For the record, how Anthony feels now is happy and invigorated about his fresh start in Houston. Entering his 16th NBA season, he's is looking forward to helping the Rockets contend for a title after they fell to the Warriors in the Western Conference finals last season.

He hopes all the extra things he dealt with in Oklahoma City are behind him and that he can get back to basics and find joy in basketball again.

"Just enjoy the game and play basketball ... I've been doing it for a long time," he said. "I still know how to do it. I've just got to make it fun.

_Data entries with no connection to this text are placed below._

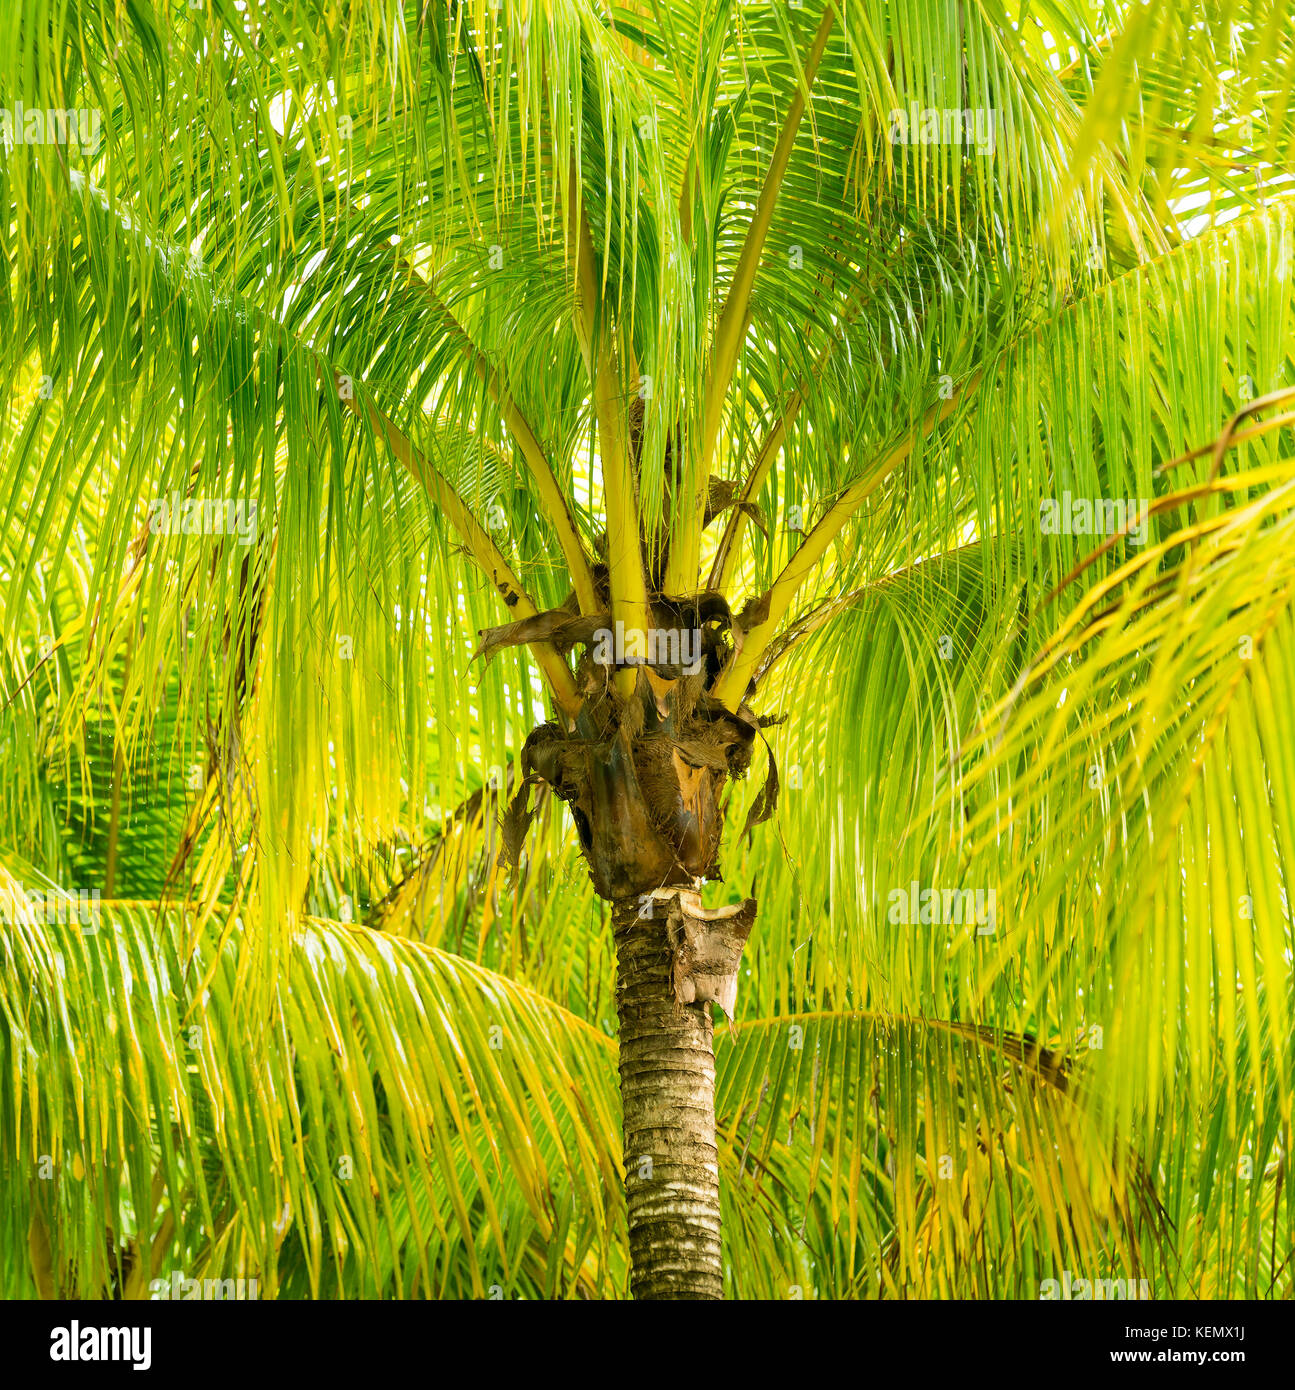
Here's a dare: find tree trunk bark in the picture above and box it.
[612,893,725,1300]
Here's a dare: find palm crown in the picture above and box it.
[2,0,1294,1299]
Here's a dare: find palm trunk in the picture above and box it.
[612,893,724,1299]
[509,691,761,1296]
[612,889,757,1299]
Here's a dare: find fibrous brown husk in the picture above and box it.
[472,609,609,669]
[664,890,757,1021]
[741,737,780,840]
[474,593,734,681]
[516,674,760,901]
[703,478,767,535]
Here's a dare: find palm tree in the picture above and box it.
[2,0,1293,1300]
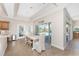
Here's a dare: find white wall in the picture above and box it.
[9,20,29,35]
[8,19,32,40]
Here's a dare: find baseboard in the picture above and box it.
[51,43,64,50]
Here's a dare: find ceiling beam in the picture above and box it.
[14,3,20,16]
[0,3,8,16]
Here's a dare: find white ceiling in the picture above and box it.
[0,3,79,21]
[17,3,48,18]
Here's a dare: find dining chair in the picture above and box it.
[24,36,33,47]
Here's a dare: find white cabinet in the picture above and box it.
[0,36,7,56]
[32,34,45,53]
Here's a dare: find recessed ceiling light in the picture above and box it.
[30,7,32,9]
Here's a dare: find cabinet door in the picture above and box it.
[0,22,2,29]
[1,22,9,30]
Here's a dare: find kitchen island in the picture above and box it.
[0,35,7,56]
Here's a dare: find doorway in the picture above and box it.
[35,22,52,49]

The game just has to be fun."

Early on, he's found that with the Rockets, where he's been welcomed from Day 1. The transition has been eased by how eager stars like James Harden and Chris Paul have been to integrate him into what they're doing.

"They already envision me being on this team and what I can do and my role on this team," Anthony said. "So, it was easier for them to just bring me along and say, 'This is where you should be, this is what you have to do,' and that made my transition a lot easier."

D'Antoni said Anthony is in great shape and the coach is eager to see how he'll mesh with his team when the Rockets open their exhibition schedule on Tuesday against Memphis.

"He's a great basketball player, so we just try to make it optimal for him and us," D'Antoni said. "It's always a little bit of a challenge, but if you had asked me the same question (last year) about James and Chris I would have said the same thing: 'Well, it looks good. I'm excited.' So same thing with him."

"We'll just have to wait and see with more proof down the road," D'Antoni continued. "But yeah, it looks good."